Before the white-hot glare of movie stardom often comes the slow simmer of TV. And, like Bruce Willis ("Moonlighting") and Clint Eastwood ("Rawhide"), many of the current Oscar nominees also cut their teeth on the tube:
-BEST ACTOR
Bradley Cooper ("Silver Linings Playbook"). Cooper starred as chef Jack Bourdain, based on the real-life Anthony Bourdain, in the 2005 Fox sitcom "Kitchen Confidential." It ran four episodes.
Joaquin Phoenix ("The Master"). Then known as Leaf Phoenix, he played Doug Roberts, one of several orphans living alongside seniors in a retirement home in the 1986 CBS drama "Morningstar/ Eveningstar."
Denzel Washington ("Flight"). Playing Dr. Phillip Chandler, he became an ensemble star of the 1982-86 NBC hospital drama "St. Elsewhere."
-BEST ACTRESS
Jennifer Lawrence ("Silver Linings Playbook"). In the 2007-09 TBS sitcom "The Bill Engvall Show," she played Lauren Pearson, teenage daughter of a family counselor (Engvall) and his wife (Nancy Travis).
-SUPPORTING ACTOR
Tommy Lee Jones ("Lincoln"). Like many actors, he got his screen start on a soap opera, as Dr. Mark Toland from 1971 to 1975 on ABC’s "One Life to Live."
-SUPPORTING ACTRESS
Amy Adams ("The Master"). In the 2004 CBS drama "Dr. Vegas," starring Rob Lowe and Joe Pantoliano, she played Alice Doherty until being let go in a contract dispute.

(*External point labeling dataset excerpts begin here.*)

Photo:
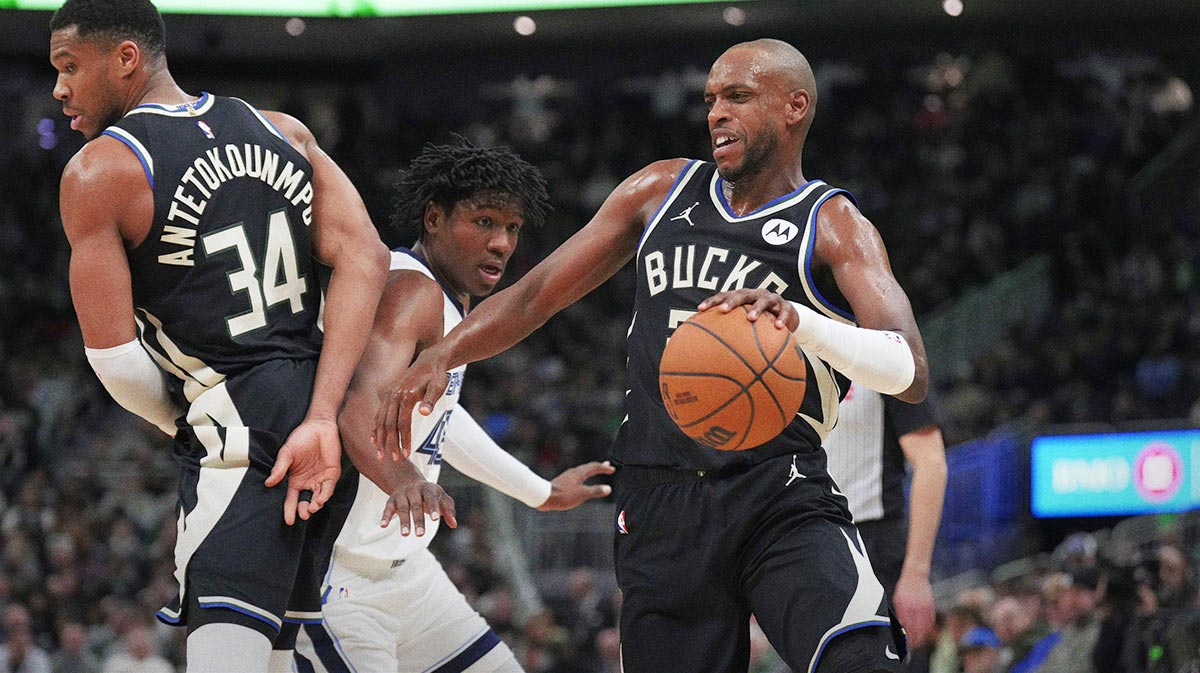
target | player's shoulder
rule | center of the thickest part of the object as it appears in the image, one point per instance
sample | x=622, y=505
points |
x=105, y=166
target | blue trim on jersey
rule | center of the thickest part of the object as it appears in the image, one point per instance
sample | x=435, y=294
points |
x=137, y=152
x=328, y=650
x=198, y=103
x=665, y=199
x=303, y=664
x=468, y=656
x=808, y=256
x=271, y=124
x=725, y=204
x=445, y=290
x=816, y=660
x=244, y=611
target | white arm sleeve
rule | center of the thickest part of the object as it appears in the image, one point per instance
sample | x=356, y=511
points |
x=136, y=383
x=875, y=359
x=475, y=455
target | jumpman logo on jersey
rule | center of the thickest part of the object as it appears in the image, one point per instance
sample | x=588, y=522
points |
x=687, y=215
x=795, y=474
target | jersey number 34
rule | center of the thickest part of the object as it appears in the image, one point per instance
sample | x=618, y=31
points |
x=280, y=281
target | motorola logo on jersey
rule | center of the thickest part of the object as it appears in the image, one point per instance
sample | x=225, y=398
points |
x=779, y=232
x=1158, y=472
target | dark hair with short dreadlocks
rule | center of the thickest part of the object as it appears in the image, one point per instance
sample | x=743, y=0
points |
x=448, y=174
x=115, y=20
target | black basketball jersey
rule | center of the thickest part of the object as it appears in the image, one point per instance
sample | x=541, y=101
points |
x=694, y=247
x=226, y=278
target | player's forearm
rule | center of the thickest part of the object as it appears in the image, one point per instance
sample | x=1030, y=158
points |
x=927, y=494
x=876, y=359
x=354, y=426
x=351, y=300
x=136, y=383
x=474, y=454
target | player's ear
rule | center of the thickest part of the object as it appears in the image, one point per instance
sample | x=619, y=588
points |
x=129, y=56
x=798, y=106
x=433, y=217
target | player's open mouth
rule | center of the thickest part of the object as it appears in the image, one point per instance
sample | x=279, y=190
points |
x=492, y=271
x=721, y=143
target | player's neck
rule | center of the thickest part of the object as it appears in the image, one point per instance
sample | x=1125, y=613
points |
x=161, y=89
x=443, y=280
x=751, y=192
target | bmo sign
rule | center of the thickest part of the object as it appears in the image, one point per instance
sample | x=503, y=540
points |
x=1115, y=474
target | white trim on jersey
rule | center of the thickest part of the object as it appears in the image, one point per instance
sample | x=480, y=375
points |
x=781, y=205
x=265, y=121
x=864, y=605
x=222, y=468
x=829, y=396
x=809, y=239
x=681, y=182
x=196, y=374
x=195, y=108
x=856, y=452
x=137, y=146
x=239, y=606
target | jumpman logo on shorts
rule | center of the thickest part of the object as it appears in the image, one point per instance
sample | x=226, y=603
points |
x=795, y=474
x=687, y=215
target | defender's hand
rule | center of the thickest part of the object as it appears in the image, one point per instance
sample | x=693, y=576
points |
x=913, y=601
x=412, y=502
x=568, y=490
x=423, y=382
x=761, y=301
x=311, y=458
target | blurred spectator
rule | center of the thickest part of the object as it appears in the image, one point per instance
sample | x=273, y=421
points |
x=981, y=652
x=138, y=656
x=1080, y=628
x=18, y=654
x=73, y=655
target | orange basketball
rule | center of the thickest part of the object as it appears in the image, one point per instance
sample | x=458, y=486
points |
x=730, y=383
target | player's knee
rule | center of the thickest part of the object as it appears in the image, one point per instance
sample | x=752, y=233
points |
x=862, y=650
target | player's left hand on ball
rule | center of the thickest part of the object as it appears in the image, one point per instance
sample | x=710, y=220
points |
x=760, y=301
x=568, y=490
x=311, y=460
x=913, y=602
x=413, y=502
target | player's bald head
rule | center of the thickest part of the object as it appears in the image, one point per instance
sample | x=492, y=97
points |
x=774, y=59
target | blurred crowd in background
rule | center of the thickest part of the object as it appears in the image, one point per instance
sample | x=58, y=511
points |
x=969, y=164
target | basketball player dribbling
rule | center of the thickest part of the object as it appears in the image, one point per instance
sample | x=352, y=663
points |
x=193, y=223
x=705, y=539
x=389, y=606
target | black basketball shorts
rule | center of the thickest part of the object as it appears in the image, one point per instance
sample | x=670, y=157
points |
x=235, y=558
x=697, y=553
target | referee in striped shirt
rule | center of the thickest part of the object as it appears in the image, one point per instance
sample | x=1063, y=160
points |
x=875, y=438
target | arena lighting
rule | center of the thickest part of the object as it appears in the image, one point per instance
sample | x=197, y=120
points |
x=525, y=25
x=735, y=16
x=359, y=7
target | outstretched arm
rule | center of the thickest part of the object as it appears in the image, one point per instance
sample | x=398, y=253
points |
x=99, y=227
x=409, y=318
x=913, y=599
x=885, y=352
x=343, y=239
x=588, y=258
x=475, y=455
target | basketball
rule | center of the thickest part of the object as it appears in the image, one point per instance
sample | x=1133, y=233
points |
x=730, y=383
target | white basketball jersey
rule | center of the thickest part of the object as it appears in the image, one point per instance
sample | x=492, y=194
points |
x=361, y=534
x=856, y=452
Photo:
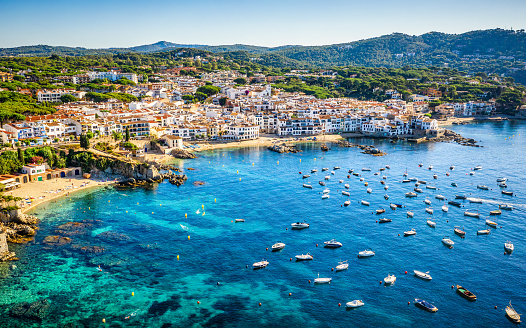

Sally Field ("Lincoln"). After "Gidget" (ABC 1965-66) and "The Flying Nun" (ABC 1967-70), she starred with John Davidson as a wife who could read minds in "The Girl with Something Extra" (NBC 1973-74).
Anne Hathaway ("Les Misirables"). Still in high school, she played the sister of Eric Christian Olsen and Jesse Eisenberg in Fox’s 1999-2000 family comedy-drama "Get Real."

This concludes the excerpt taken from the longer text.